Há pessoas que podem valer uma viagem. Tipos que foram feitos para os conhecermos, e tudo até parece preparado para nos levar até eles.
Um italiano e uma argentina em lua-de-mel tinham-nos falado em El Calafate deste homem. Contaram que fazia expedições às montanhas sozinho. Que só levava com ele quem ele escolhesse e passasse pelo seu crivo particular. Disseram-nos que estava desenquadrado do espírito comercial, rotineiro, previsível e limitado das agências de turismo. Isso agradou-nos logo. Era o que procurávamos no fim do mundo: um lobo solitário.
Encontrámo-nos com ele e em uma hora e meia explicou-nos como trabalhava e que tipo de coisas podíamos esperar dele e ver com ele. Olhava para nós e fazia-nos perguntas. Não evitou que depressa eu sentisse que ele é que nos examinava e avaliava a nossa resistência. Gostou das nossas botas e aprovou a expedição.
Combinámos que nos levaria da montanha nevada do Cerro Bonete até à Lagoa Esmeralda, do nome encantador !
Miguelangelo Casalinuovo foi o grande encontro desta viagem. Um homem cheio de vida e ideias revolucionárias sobre o mundo. Filho de um italiano que tinha vindo para a Argentina com doze anos nos anos 40, o Miguel era um biólogo que se tinha vindo refugiar de tudo o que Buenos Aires lhe tinha feito. Tinha trabalhado, em tempos, para a embaixada dos Estados Unidos da América e podia ter ido viver para os E.U.A., fazer um mestrado e seguir a carreira diplomática que lhe prometeram. Em vez disso, o Miguel vivia agora em Ushuaia, aliás numa estância chamada Cotorras, há cerca de 8 anos. Tinha cortado com o sistema e fez-se professor e depois sindicalista, para "luchar contra el gobierno".
No princípio, estava calado, reservado, quase desconfiado, dos turistas que vinham de longe. Aos poucos, foi-se revelando, estimulado pela conversa (muita dela política) que nós íamos puxando.
Pôs-nos umas raquettes nos pés e começámos a nossa longa caminhada pela neve até à Lagoa Esmeralda, que fica no topo do Cerro Bonete. Pelo caminho, ia-nos apontando a vegetação, o tipo de árvores que ali cresciam, as madrigueiras (que são os diques dos castores) e os pássaros que íamos vendo.

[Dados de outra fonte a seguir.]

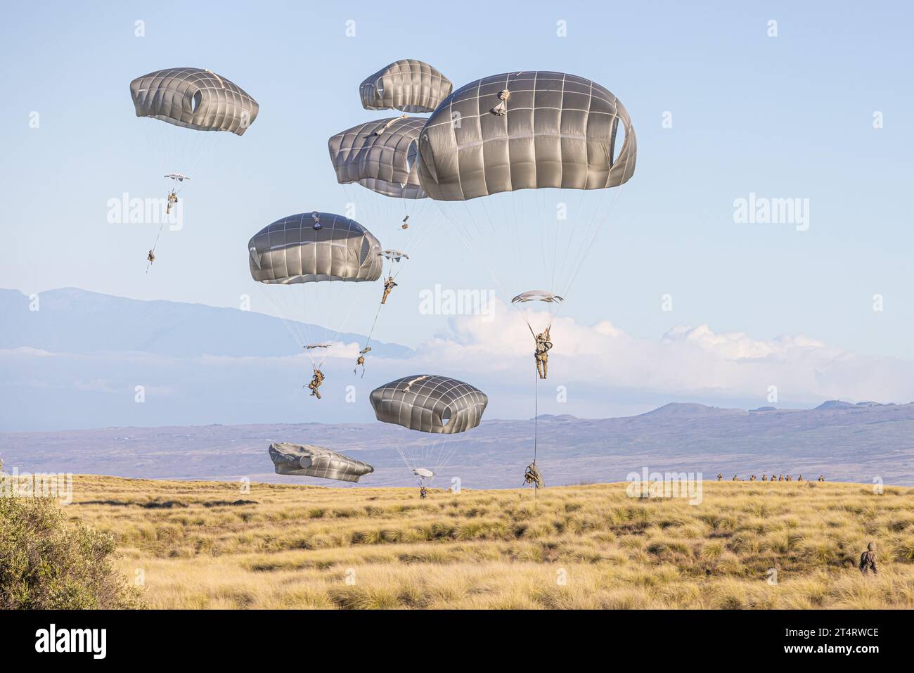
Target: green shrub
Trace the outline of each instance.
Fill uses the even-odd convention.
[[[113,552],[111,535],[69,523],[53,498],[0,496],[0,609],[143,607]]]

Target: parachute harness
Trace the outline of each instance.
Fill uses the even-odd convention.
[[[375,135],[383,135],[385,131],[387,131],[388,128],[390,128],[395,123],[397,123],[398,122],[399,122],[401,119],[409,119],[409,114],[401,114],[399,117],[395,117],[394,119],[391,119],[389,122],[388,122],[386,124],[384,124],[381,128],[377,129],[377,131],[375,132]]]
[[[508,112],[508,99],[511,98],[511,91],[507,89],[503,90],[498,94],[498,100],[501,101],[495,107],[492,108],[492,113],[498,115],[499,117],[504,117]]]

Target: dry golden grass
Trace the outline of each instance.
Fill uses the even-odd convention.
[[[114,534],[154,608],[914,608],[912,488],[706,482],[694,506],[625,486],[77,476],[67,512]],[[877,577],[856,570],[870,540]]]

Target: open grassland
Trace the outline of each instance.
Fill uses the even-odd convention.
[[[690,505],[625,486],[422,501],[87,475],[66,511],[115,536],[154,608],[914,608],[912,488],[706,482]]]

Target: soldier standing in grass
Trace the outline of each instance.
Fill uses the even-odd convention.
[[[877,574],[876,542],[870,542],[866,545],[866,550],[860,554],[860,572],[864,575],[868,575],[870,571],[873,571],[874,575]]]

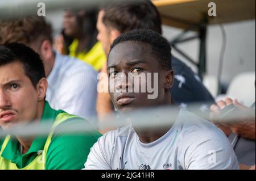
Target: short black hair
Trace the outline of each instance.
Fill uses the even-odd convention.
[[[0,66],[16,62],[23,65],[25,74],[35,88],[46,77],[43,61],[32,49],[16,43],[0,45]]]
[[[159,12],[148,0],[115,3],[103,8],[102,22],[121,33],[135,29],[150,29],[162,34]]]
[[[110,47],[110,51],[117,44],[124,41],[137,41],[150,45],[152,54],[159,61],[164,70],[172,69],[171,48],[167,39],[156,32],[150,30],[134,30],[119,36]]]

"Tirem os casacos e as camisolas. Quando chegarmos lá acima vão estar quentes e suados e vão arrefecer depressa. Nessa altura, sim, voltam a vesti-los.", avisou-nos.
O tempo foi muito e deu para falar de quase tudo, mas sobretudo sobre a situação socio-económica da Argentina, ali e no passado, o ladrão do Ménem e dos outros todos, sobre Bush filho e política internacional, sobre a história comum dos nossos povos e sobre a vida em geral. Enfim, oxigenados pelo ar mais puro que há no mundo, sabia-nos bem estar vivos, sermos homens e sermos livres. Ali, ninguém podia controlar o que pensávamos. Três pessoas a conhecerem-se e que se compreendiam inteiramente, apenas comungando daquele espaço e unindo-se no consolo de seres humanos.
Lá em cima, tomámos um chá e comemos umas sanduiches de frango. Preparámos a descida e, já cá em baixo, bebemos outro chá numa cabana de madeira de Alex, mais um refugiado, este europeu, das Astúrias que, como nos disse, "só ia à Europa para fazer plata".
Chegámos estoirados e moídos e fomo-nos deitar.